Fin du cauchemar et de 18 années d’une gestion privée humainement (et économiquement) calamiteuse pour Aerolineas Argentinas, la compagnie aérienne de bandera argentine (battant pavillon argentin).
Ce vote du Sénat argentin, qui confirme et valide le 1er vote, celui de l’Assemblée des Députés il y a quelques semaines, exproprie, dès publication de la loi au journal officiel de la République argentine, la société Marsans, détentrice jusqu’alors de 94,41% du capital d’Aerolineas et de 98% d’Austral, sa filiale à 100%, la première desservant les lignes internationales et intercontinentales du Cono Sur (1), la seconde les lignes intérieures d’un pays immense.
Bien entendu, Marsans a immédiatement émis une protestation officielle contre ce qu’il estime être une confiscation de ses actions et répète qu’il va porter l’affaire devant un tribunal, probablement international. Qui, espérons-le, reconnaîtra que l’actionnaire avait d’abord à respecter la loi du pays où était immatriculée sa société, en l’occurrence l’Argentine, dont Marsans a allègrement foulé les règles fiscales et le code des sociétés.
C’est fin septembre que le Congrès a décidé de prendre en charge le règlement du litige, excédé par les finasseries de Marsans, destinées, selon toute apparence, à éviter coûte que coûte un accord financier avec le Ministère des Transports argentin sur le transfert de l’entreprise à l’Etat, comme Marsans en avait accepté le principe à la mi-juillet (2) et soucieux de soulager le Gouvernement qui menaçait de s’enferrer dans la vilaine tournure diplomatique que prenaient les choses entre l’Espagne, le seul soutien de Marsans, et l’Argentine. Ainsi le Gouvernement peut dire : c’est pas moi, ce sont les représentants du peuple, et rétablir avec l’Espagne, dont le Gouvernement, lui aussi à gauche, pourra jouer la même comédie, des relations diplomatiques apaisées.
Au Sénat, le débat a duré 5 heures. A noter que le seul désaccord que l’opposition a revendiqué avec la loi d’expropriation telle que rédigée était de forme et non de fond (l’UCR en particulier estime qu’il aurait fallu exproprié les actifs et non le capital, solution que le parti radical estimait moins onéreuse pour les finances de l’Etat et que la majorité estimait irréaliste puisque le passif d’Aerolineas dépasse aujourd’hui ses actifs et entame sérieusement son capital).
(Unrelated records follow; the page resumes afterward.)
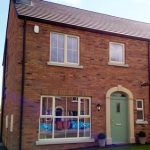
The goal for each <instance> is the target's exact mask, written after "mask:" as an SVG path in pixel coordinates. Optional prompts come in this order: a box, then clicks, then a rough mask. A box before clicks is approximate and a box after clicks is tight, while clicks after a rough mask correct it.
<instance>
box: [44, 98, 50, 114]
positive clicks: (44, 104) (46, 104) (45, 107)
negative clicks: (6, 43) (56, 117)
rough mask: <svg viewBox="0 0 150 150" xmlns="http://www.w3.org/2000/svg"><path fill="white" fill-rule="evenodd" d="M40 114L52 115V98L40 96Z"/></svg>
mask: <svg viewBox="0 0 150 150" xmlns="http://www.w3.org/2000/svg"><path fill="white" fill-rule="evenodd" d="M42 115H52V98H51V97H43V98H42Z"/></svg>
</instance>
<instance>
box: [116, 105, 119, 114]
mask: <svg viewBox="0 0 150 150" xmlns="http://www.w3.org/2000/svg"><path fill="white" fill-rule="evenodd" d="M116 112H117V113H120V103H117V105H116Z"/></svg>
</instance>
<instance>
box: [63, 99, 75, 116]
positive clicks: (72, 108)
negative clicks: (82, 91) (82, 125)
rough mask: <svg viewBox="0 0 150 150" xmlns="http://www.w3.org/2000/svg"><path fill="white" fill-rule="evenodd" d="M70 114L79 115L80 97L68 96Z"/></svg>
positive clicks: (71, 114)
mask: <svg viewBox="0 0 150 150" xmlns="http://www.w3.org/2000/svg"><path fill="white" fill-rule="evenodd" d="M66 115H68V116H78V98H76V97H68V98H67V112H66Z"/></svg>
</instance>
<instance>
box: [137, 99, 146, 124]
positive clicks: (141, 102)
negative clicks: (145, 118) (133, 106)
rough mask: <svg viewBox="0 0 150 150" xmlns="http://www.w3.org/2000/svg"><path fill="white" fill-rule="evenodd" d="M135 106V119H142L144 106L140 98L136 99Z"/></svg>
mask: <svg viewBox="0 0 150 150" xmlns="http://www.w3.org/2000/svg"><path fill="white" fill-rule="evenodd" d="M136 108H137V120H139V121H143V120H144V107H143V100H142V99H138V100H137V101H136Z"/></svg>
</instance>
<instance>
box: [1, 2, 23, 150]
mask: <svg viewBox="0 0 150 150" xmlns="http://www.w3.org/2000/svg"><path fill="white" fill-rule="evenodd" d="M10 3H11V4H10V12H9V20H8V29H7V34H6V38H7V56H6V72H5V77H6V83H5V84H6V89H5V99H4V101H5V105H4V117H3V137H2V140H3V142H4V144H5V146H6V147H7V148H8V149H9V150H18V149H19V148H18V146H19V122H20V121H19V117H20V93H21V77H22V74H21V68H22V62H21V60H22V39H23V21H22V20H19V19H18V18H17V14H16V11H15V7H14V3H13V0H11V1H10ZM7 115H8V129H6V116H7ZM11 115H13V132H10V120H11Z"/></svg>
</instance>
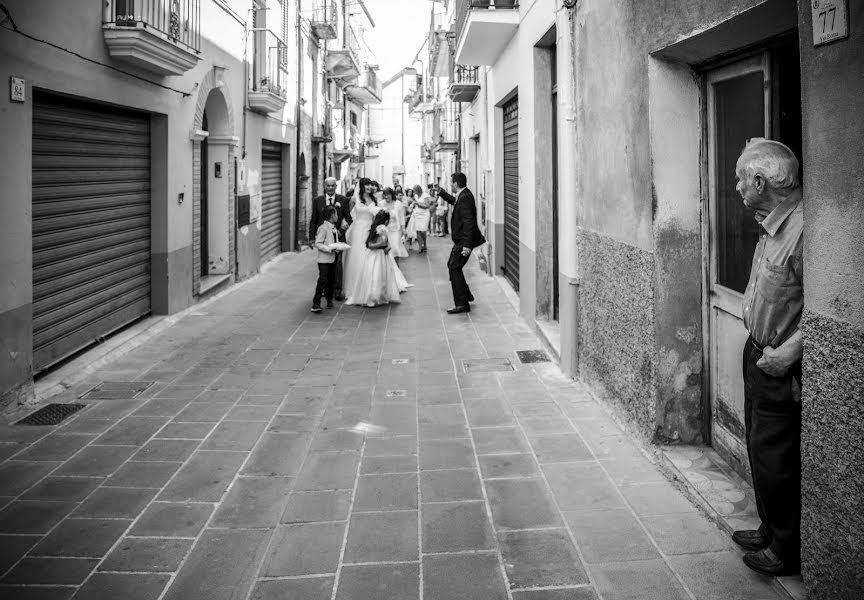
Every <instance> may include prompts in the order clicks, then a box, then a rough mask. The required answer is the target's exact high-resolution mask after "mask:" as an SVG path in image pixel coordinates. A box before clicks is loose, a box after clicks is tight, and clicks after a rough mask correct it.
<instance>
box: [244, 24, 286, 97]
mask: <svg viewBox="0 0 864 600" xmlns="http://www.w3.org/2000/svg"><path fill="white" fill-rule="evenodd" d="M252 33H253V35H254V40H255V58H254V60H253V63H252V81H250V82H249V83H250V85H249V89H250V90H252V91H254V92H271V93H273V94H276V95H277V96H280V97H282V98H285V97H287V92H288V46H287V45H286V44H285V42H283V41H282V40H281V39H280V38H279V36H277V35H276V34H275V33H273V31H271V30H269V29H258V30H254V31H253V32H252Z"/></svg>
Tout le Sénat était donc, de fait, favorable à la renationalisation de la compagnie. La loi a été votée telle quelle, sans aucun changement, par une majorité éclatante (42 pour, 22 contre) et à l’issue du scrutin, les représentants syndicaux des personnels d’Aerolineas, présents dans les tribunes, ont éclaté en applaudissements.
La procédure d’application de la loi va durer un petit mois. Ce sera alors le Gouvernement qui prendra en charge la négociation auprès des différents créanciers de la dette colossale accumulée par Aerolineas, singulièrement depuis la prise de contrôle par Marsans en 2001. Il est vrai aussi que la nouvelle équipe dirigeante a su, depuis 6 mois, réduire considérablement les pertes d’exploitation (en coupant dans le vif des coûts de location... pour des matériels immobilisés et non exploités) et améliorer la qualité du service aux voyageurs en limitant les retards endémiques sur l’aéroport d’Ezeiza...
(1) El Cono Sur : surnom de l’Argentine (le Cône Sud). Comme en Europe on dit la Botte, l’Hexagone ou le Plat Pays.
(2) Vu le piètre état dans lequel Marsans a mis la compagnie aérienne en terme d'exploitation et de capital, il est probable qu’un tel accord ne lui aurait pas permis de se payer sur la bête et d’empocher une plus-value considérable, à laquelle il a prétendu jusqu’à l’extrême limite des pourparlers avec le Gouvernement, tout comme il est probable que les pouvoirs publics argentins viennent de faire de facto capoter une manoeuvre de longue haleine pour transformer la compagnie aérienne en une simple coquille vide dont le groupe espagnol se serait servi plus tard, pour développer autrement ses activités touristiques.